If you suspect you have fallen victim to these online scams, you can report the incident to the FBI's Internet Crime Complaint Center, or call their local FBI office. 

"If your linked number gets claimed, that means you or someone else is using that number with another Voice account. If you still own the linked number, you can add it back to the Voice account where you want to use it," says the Google support website.

Google Voice Disruption Caused by Expired TLS Certificates

 

Google has affirmed that a Google Voice malfunction that had impacted the majority of telephone service users this month was triggered, in an incident report released on Friday, by expired TLS certificates. It stopped most of Google Voice users from signing into their accounts and allowing more than four hours of use of the app between 15 February and 16 February 2021. 

Google Voice is a Google voicemail service that allows users to send free texts, personalize the voicemail, read text transcripts for voicemail, and much more. The voicemail service of Google, which previously required a Google Voice invitation code for installation, is now free of charge available for all Gmail users. 

The incident report states that, "Google Voice users experienced an issue in which some new inbound or outbound Voice over Internet Protocol (VoIP) calls failed to connect, for a total duration of 4hours 22 minutes." 

In order to manage phone calls over the Internet protocol, Google Voice uses the Initiation Session Protocol (SIP). Google Voice consumer devices aim at ensuring a continuous SIP link with Google Voice services during routine operation. The customer tries to regain contact automatically after a link fails. Transport Layer Security (TLS) certificates are also rotated periodically to ensure that all Google Voice traffic is protected and linked. 

"Due to an issue with updating certificate configurations, the active certificate in Google Voice frontend systems inadvertently expired at 2021-02-15 23:51:00, triggering the issue," Google explained. "During the impact period, any clients attempting to establish or re-establish a SIP connection were unable to do so." 
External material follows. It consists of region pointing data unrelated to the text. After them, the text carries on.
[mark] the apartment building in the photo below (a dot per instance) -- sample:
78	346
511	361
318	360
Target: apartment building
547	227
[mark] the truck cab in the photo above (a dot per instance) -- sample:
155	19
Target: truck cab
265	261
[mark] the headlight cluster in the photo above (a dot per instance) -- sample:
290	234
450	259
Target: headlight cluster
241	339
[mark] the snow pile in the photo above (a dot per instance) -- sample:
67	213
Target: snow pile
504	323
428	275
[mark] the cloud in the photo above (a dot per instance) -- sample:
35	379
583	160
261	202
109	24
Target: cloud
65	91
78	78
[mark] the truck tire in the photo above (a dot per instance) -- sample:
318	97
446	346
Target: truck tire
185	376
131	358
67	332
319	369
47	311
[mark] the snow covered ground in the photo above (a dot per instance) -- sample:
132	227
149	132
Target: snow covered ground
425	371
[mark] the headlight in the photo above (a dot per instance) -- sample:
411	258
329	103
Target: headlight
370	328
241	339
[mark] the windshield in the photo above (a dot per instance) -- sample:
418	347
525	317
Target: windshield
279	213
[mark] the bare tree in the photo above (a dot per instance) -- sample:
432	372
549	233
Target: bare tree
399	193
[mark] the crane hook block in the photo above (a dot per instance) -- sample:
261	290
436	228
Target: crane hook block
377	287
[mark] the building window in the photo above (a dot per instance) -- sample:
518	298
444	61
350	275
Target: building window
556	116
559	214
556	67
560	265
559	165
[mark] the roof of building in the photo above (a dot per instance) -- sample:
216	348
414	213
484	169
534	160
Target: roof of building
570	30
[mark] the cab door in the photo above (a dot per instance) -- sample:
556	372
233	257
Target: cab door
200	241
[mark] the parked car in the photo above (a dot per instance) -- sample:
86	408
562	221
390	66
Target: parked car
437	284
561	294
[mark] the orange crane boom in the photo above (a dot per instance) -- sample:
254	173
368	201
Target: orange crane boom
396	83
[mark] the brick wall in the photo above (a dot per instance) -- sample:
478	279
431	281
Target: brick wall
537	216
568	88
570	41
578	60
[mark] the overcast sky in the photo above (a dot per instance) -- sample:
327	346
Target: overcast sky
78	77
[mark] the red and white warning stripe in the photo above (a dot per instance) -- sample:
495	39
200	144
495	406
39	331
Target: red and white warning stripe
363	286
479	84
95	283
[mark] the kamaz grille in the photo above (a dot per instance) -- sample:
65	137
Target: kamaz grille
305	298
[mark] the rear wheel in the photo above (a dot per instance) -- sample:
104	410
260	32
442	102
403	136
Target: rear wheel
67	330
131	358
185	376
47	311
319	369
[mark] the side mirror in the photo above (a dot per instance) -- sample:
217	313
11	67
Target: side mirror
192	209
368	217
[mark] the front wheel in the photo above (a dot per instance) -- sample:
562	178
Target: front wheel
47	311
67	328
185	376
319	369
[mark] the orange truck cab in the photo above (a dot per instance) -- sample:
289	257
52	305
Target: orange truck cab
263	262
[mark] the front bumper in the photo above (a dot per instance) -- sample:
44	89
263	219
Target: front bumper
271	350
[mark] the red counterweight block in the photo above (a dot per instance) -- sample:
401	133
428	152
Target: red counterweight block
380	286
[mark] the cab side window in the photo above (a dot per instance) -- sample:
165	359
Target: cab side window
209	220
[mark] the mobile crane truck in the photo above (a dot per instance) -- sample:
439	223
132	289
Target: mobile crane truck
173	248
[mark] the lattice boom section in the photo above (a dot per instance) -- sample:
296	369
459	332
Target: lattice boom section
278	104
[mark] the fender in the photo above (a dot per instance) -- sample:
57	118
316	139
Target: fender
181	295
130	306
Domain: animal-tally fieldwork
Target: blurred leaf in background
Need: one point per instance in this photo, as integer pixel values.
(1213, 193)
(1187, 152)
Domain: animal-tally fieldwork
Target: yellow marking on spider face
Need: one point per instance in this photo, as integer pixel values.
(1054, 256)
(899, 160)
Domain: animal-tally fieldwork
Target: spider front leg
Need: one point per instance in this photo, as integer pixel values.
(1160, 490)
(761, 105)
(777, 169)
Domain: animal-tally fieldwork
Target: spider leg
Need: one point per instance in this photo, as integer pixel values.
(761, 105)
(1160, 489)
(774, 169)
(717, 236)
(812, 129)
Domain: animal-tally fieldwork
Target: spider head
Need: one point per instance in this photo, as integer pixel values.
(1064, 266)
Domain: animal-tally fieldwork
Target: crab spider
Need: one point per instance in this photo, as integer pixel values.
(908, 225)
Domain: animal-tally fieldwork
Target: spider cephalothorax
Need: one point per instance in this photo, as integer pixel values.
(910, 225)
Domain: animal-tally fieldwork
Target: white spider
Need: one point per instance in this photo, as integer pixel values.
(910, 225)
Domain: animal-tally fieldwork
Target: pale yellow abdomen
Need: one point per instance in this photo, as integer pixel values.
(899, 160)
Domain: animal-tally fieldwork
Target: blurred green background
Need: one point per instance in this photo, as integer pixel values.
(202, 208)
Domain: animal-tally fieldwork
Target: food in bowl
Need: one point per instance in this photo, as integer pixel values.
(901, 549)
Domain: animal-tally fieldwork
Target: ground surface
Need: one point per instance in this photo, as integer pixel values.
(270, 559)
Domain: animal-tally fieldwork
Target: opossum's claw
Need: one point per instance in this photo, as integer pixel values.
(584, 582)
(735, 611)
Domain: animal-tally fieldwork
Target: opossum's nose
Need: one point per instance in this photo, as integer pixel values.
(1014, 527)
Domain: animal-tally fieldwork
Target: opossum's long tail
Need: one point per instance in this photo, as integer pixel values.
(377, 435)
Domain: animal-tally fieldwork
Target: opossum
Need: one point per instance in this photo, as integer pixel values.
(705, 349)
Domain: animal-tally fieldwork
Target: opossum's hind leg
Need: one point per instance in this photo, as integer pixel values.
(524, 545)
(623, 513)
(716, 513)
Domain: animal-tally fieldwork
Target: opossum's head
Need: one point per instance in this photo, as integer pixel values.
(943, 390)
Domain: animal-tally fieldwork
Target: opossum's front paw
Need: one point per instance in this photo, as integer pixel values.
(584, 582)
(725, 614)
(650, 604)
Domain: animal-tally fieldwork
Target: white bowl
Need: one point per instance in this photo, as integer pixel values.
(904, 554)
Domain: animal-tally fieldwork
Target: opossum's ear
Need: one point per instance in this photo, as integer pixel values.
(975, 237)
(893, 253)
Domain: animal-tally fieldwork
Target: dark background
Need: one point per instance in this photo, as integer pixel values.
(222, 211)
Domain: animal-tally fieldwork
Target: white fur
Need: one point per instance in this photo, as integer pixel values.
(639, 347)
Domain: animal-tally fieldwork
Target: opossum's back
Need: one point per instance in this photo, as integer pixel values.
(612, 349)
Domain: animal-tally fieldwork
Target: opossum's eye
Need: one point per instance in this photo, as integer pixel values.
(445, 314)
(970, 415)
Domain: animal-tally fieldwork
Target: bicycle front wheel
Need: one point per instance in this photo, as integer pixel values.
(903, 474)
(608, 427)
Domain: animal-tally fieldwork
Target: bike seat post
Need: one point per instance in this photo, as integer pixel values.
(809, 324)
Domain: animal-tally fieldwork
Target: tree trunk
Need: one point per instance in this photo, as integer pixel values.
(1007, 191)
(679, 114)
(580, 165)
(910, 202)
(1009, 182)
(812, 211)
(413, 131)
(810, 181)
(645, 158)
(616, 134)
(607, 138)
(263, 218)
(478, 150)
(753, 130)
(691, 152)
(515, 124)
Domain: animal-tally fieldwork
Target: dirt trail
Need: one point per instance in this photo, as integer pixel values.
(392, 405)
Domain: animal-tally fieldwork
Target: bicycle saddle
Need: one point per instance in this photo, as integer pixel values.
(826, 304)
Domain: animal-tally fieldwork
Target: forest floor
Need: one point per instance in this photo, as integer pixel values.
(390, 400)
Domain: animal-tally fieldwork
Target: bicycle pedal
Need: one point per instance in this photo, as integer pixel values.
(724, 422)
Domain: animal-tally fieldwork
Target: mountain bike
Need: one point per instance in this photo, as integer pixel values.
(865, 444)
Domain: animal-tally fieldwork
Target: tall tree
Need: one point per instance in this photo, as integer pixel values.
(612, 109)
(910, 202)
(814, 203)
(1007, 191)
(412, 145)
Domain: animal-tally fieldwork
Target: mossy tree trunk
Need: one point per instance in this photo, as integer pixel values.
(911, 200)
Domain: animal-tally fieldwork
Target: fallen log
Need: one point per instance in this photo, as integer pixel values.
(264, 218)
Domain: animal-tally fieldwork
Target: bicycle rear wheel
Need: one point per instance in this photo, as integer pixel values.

Users could not access the Google Voice platform to make or accept VoIP calls following the breakdown of expired certificates. However, consumer systems with an active SIP connection were not impacted during the outage before this incident (as long as the connection was not interrupted). The technical team concluded after the analysis that the root cause was certificate configuration. The team has developed and initiated an emergency roll-out of modified credentials and configuration information to interfaces. After mitigation was enforced, the functionality of Google Voice SIP customers restored retrieval of their connections.

Publishing the incident report, the Google Workspace Team stated the steps taken by the engineers. They insisted on, setting additional constructive warnings for credential expiry incidents to come, and set up additional reactive warnings in Google Voice frontend applications for TLS errors. Alongside, enhance automatic credential rotation tooling and changes to set up and to allow the quick rollout of configuration improvements, utilizing more portable facilities. Developing emergency roll-out testing and practice examples with Google Voice interface applications and settings.

Google is committed to improving our technology and operations efficiently and consistently to avoid service disruptions. They said that “We thank your patience and excuse your company for any effects. For your company, we appreciate you.”